On the tenth day, my mom and aunt came in the morning. My aunt brought a baptism gown and the nurse brought my daughter in and I dressed her in the gown. My mom said we were going to take her down the
street and have her baptized. There was a little chapel, a Catholic chapel called Our Lady of Victory. We went back to the maternity home and my mom and my aunt went somewhere.

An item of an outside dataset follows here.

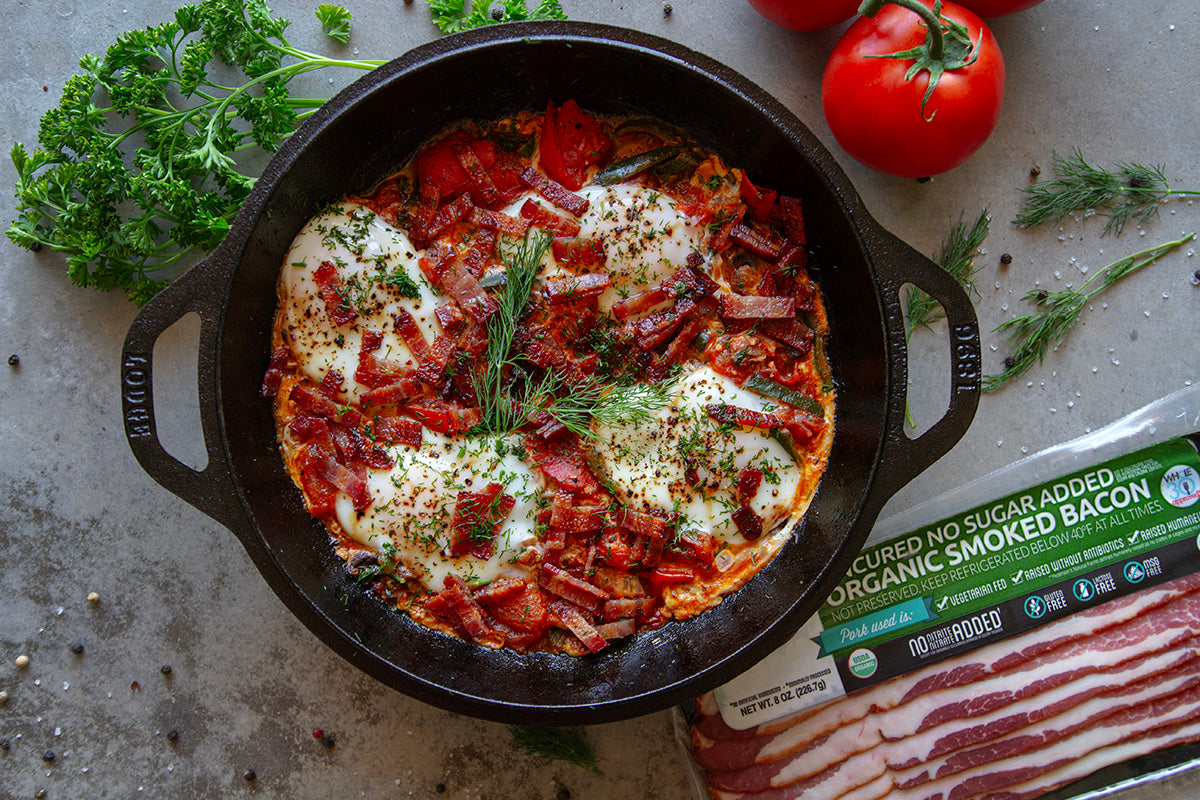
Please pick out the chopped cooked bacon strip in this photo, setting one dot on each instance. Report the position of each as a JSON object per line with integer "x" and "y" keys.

About an hour later a woman came back and said, “Come with me.” They took me down the hall to this room that was empty except for a rocking chair. Then she came back with my baby and handed her to me and said, “You have an hour to say goodbye.” I put her on my lap and kind of unwrapped her blanket to look at her, and kissed her feet and put her up on my shoulder. I can feel her there. I can still feel her there.

I told her how much I loved her and all about her dad and how much he loved me. I told her that he was a good guy. I told her I hoped she would understand and forgive because I didn’t have any choice. I had to do what they told me to do. I had nowhere to go. I had no one to help me. I just
begged
her to forgive me. And it just seemed like minutes later that woman came back.

I remember thinking, “How often does she do this? How can she do this?” She said, “I have to take her now.” I just sat in there for a long time, rocking and rocking and rocking and rocking. I don’t even know how long I was in there. Then I walked back and packed up my suitcase. The nurse said, “Your mother will be here soon. Go out the front door.” And there was my mom. So I walked down the stairs, got in the car, and drove home.